Baca Juga:  Politik Praktis dan Potensi Fragmentasi Relasi Sosial di Paniai

Generasi muda negeri Mambruk, kembalikanlah tanah ini kepadamu; kembalikanlah gunung ini kepadamu; kembalikan sungai ini kepadamu; kembalikanlah batu ini kepadamu; kembalikanlah pohon ini kepadamu; dan kembalikanlah semua ini kepadamu, karena itulah yang Tuhan berikan kepadamu, dan Tuhan pasti di pihakmu.

Demi kebenaran, demi kebebasan, demi harkat dan martabat, dan demi hak sebagai manusia, berjuang melawan kolonialis dan kapitalis adalah harga mati. Engkau yang dari timur, dan yang dari  barat, engkau yang dari utara dan yang dari selatan, engkau yang dari gunung dan yang dari pesisir negeri Mambruk, berjuang melawan dan membebaskan negeri Mambruk dari kepentingan kolonialis dan kapitalis adalah warisan kita sejak 1 Desember 1961.

Warisan ini harus dimiliki dan diperjuangkan sampai lambang kebesaran ini berkibar di negeri Mambruk, sampai mengembalikan harkat dan martabat, dan sampai kita kembalikan segalanya yang mereka rampas. Katakanlah dengan sesungguhnya bahwa saya adalah pewaris perjuangan ini dan bertanyalah di mana warisan itu? Berjuanglah karena warisanmu adalah perjuangan itu sendiri.

Kita Lawan Demi Cinta

Negeri Mambruk ini adalah “Ibu” yang memberikan penghidupan kepada kita pemilik negeri ini. Kita menjalankan berbagai macam aktivitas di atas negeri ini. Kita memanfaatkan dan menjaga segala-galanya yang terdapat di atas maupun di dalam tanah ini. Bukankah semua ini membuat kita bangga dan semakin cinta padanya?

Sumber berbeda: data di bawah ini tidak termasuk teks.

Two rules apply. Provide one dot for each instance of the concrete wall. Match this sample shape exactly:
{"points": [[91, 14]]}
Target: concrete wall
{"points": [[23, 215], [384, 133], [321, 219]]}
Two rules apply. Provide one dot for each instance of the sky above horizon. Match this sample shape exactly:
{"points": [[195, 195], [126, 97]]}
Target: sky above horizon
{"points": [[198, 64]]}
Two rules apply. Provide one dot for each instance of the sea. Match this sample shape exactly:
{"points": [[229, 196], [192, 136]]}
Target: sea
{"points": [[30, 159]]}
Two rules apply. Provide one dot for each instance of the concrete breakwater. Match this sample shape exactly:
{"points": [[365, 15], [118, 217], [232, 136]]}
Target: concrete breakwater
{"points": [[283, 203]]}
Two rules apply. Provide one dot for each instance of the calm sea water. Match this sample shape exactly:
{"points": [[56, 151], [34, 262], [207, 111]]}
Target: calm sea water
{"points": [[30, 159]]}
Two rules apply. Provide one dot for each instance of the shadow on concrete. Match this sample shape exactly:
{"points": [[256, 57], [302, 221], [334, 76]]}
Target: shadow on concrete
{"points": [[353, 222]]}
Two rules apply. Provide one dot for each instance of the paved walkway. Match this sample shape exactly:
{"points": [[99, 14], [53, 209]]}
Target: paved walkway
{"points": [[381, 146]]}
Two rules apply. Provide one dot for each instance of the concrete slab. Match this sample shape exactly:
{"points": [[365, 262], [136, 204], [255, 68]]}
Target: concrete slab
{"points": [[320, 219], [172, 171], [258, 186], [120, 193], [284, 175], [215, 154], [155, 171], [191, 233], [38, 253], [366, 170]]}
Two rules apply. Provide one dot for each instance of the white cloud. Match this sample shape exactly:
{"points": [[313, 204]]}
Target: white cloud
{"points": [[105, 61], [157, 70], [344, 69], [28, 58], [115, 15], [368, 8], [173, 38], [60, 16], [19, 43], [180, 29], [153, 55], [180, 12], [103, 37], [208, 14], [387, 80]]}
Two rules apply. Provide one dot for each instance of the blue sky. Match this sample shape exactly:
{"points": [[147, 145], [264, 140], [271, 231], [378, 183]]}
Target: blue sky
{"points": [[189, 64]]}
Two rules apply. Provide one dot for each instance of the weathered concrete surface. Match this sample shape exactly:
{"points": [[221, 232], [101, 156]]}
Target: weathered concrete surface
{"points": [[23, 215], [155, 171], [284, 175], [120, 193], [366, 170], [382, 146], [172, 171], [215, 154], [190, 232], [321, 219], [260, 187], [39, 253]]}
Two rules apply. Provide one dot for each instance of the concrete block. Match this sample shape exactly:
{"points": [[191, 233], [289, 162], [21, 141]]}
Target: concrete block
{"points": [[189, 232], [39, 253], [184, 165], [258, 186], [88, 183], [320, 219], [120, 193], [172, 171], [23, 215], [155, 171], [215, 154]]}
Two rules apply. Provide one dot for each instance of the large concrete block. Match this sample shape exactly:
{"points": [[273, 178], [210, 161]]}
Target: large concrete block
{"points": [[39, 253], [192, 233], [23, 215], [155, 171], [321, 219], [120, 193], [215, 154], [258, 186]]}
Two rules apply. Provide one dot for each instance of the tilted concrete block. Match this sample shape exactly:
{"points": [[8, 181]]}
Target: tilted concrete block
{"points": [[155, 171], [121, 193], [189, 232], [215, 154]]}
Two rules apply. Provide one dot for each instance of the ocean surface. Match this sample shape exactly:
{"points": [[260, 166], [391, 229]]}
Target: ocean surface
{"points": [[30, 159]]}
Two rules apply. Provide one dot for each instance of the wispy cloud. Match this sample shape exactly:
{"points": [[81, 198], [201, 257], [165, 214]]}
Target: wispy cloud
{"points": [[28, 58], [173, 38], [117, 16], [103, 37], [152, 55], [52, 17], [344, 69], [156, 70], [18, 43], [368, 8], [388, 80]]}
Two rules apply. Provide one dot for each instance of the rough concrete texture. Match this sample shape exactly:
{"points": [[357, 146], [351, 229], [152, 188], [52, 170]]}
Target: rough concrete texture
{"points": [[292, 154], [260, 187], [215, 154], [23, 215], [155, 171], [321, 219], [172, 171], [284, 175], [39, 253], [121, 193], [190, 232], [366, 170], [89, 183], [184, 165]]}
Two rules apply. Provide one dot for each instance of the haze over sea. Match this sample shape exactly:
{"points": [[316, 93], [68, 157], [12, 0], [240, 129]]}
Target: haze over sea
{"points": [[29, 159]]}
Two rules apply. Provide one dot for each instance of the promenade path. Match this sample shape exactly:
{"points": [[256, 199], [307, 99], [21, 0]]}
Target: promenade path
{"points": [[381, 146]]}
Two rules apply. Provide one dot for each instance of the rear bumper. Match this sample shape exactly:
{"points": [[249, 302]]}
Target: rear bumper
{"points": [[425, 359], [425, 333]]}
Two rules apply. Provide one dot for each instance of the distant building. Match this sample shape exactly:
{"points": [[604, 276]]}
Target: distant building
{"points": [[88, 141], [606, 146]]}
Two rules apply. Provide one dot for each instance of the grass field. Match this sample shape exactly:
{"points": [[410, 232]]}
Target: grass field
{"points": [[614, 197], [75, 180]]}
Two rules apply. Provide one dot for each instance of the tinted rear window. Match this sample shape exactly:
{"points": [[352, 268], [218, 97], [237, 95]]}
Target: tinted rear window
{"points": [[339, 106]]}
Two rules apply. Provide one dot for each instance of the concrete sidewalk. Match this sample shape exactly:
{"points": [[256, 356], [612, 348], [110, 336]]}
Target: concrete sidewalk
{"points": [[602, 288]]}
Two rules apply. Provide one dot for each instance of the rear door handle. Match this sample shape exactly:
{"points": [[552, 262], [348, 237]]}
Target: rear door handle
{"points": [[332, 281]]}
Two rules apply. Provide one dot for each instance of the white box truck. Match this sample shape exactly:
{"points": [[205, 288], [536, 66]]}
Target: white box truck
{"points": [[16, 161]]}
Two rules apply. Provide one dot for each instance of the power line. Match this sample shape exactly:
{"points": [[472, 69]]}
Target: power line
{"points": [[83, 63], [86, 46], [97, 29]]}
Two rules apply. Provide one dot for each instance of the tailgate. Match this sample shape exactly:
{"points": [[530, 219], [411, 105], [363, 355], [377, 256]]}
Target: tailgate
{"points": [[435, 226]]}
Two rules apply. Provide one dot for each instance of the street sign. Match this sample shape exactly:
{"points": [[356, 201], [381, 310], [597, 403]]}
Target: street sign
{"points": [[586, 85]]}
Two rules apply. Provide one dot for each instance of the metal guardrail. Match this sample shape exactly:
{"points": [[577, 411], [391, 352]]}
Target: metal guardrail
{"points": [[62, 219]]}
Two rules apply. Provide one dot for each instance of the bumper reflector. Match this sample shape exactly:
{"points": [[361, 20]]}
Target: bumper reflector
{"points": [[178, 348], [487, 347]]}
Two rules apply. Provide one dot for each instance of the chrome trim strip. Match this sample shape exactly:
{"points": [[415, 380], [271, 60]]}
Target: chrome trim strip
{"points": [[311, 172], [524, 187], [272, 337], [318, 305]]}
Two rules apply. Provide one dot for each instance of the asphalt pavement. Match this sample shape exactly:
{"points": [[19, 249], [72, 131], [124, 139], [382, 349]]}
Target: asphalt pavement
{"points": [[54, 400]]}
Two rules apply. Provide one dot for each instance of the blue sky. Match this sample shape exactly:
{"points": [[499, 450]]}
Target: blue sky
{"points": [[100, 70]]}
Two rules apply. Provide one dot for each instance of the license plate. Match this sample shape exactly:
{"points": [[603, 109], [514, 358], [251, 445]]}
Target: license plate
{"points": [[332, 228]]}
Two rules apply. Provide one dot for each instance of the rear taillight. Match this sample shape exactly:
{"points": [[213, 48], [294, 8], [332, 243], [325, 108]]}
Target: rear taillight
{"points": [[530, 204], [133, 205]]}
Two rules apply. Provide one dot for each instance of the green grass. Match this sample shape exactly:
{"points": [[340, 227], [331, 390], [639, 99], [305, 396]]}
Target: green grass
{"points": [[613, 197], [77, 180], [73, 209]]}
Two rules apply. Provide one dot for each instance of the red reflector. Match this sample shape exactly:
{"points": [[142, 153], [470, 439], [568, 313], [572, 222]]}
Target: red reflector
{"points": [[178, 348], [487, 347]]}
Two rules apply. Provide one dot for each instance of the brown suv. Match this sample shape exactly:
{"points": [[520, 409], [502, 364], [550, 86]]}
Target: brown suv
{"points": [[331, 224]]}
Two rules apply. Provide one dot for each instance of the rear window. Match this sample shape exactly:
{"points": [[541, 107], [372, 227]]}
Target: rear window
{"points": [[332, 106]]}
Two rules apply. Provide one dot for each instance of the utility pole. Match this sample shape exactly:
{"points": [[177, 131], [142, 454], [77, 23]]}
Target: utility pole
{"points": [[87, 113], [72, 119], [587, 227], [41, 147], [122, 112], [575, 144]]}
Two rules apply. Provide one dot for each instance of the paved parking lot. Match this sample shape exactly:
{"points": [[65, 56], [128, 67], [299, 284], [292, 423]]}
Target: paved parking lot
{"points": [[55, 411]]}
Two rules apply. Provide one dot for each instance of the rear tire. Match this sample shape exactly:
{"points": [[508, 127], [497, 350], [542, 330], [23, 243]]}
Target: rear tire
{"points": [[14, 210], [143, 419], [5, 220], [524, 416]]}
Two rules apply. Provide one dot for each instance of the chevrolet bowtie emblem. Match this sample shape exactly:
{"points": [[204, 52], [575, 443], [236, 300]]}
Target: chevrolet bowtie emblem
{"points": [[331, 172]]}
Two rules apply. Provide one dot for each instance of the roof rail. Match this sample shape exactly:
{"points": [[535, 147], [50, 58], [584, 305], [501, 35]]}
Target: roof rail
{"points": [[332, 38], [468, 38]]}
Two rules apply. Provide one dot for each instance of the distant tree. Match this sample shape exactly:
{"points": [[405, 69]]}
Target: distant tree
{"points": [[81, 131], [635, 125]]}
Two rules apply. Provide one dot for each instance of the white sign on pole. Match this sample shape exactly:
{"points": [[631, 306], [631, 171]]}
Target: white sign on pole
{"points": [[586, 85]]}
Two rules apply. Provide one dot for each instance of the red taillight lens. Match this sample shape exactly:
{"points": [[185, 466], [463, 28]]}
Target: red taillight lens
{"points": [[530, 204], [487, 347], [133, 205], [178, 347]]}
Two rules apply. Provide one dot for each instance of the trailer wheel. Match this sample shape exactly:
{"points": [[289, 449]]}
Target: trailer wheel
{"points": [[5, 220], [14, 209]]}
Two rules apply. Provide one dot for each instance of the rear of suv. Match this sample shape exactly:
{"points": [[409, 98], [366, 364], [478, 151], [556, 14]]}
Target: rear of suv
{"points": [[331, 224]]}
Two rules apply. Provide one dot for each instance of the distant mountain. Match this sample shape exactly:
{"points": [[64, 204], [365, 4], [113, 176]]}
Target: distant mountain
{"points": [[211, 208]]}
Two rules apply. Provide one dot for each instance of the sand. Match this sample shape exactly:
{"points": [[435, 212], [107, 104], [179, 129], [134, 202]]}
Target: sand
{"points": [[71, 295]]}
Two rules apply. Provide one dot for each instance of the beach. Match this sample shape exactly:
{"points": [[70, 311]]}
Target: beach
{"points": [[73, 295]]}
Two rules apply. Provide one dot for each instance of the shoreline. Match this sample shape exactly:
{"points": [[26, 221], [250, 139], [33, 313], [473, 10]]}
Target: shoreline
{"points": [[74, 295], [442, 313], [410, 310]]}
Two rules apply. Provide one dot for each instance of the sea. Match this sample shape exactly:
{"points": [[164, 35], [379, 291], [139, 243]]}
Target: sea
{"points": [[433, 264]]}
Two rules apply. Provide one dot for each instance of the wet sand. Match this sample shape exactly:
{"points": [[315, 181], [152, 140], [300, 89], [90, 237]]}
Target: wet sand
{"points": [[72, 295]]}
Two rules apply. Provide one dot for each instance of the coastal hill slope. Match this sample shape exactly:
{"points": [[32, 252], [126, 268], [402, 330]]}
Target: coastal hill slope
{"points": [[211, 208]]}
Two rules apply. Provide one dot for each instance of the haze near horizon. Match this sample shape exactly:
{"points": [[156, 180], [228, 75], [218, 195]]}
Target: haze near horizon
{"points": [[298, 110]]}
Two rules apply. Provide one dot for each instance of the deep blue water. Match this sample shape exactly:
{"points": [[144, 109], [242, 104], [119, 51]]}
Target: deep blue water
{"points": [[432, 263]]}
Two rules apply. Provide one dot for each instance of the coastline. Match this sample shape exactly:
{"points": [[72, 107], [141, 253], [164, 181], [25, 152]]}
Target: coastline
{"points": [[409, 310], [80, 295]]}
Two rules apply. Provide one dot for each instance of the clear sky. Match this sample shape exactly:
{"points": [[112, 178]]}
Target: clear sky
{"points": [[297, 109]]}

Negeri ini menyediakan segala-galanya agar kita memanfaatkan, melestarikan dan mewariskan kepada anak cucu kita di sepanjang masa. Kita katakan Ibu, kita katakan Cinta dan kita katakan Bangga karena itulah yang negeri ini buat dan berikan kepada kita.

Namun, tidak cukup hanya kata Ibu, tidak cukup hanya kata cinta dan tidak cukup hanya kata Bangga, lalu tidak memelihara, tidak menjaga dan tidak melestarikannya. Ibu kita telah dan sedang direbut dan disiksa, Cinta kita telah dan sedang diperkosa dan kebanggaan kita telah dan sedang dihancurkan.

Saat ini, negeri yang kita katakan Ibu ini, negeri yang kita katakan Cinta ini dan negeri yang kita katakan Bangga ini membutuhkan kepedulian kita. Negeri ini membutuhkan bukti konkrit atas kata Ibu, kata Cinta dan atas kata Bangga kita. Tidak boleh ada yang menjual Ibu ini, tidak boleh ada yang menggadaikan dan mengkhianati Cinta ini dan tidak boleh ada yang menghancurkan kebanggaan ini.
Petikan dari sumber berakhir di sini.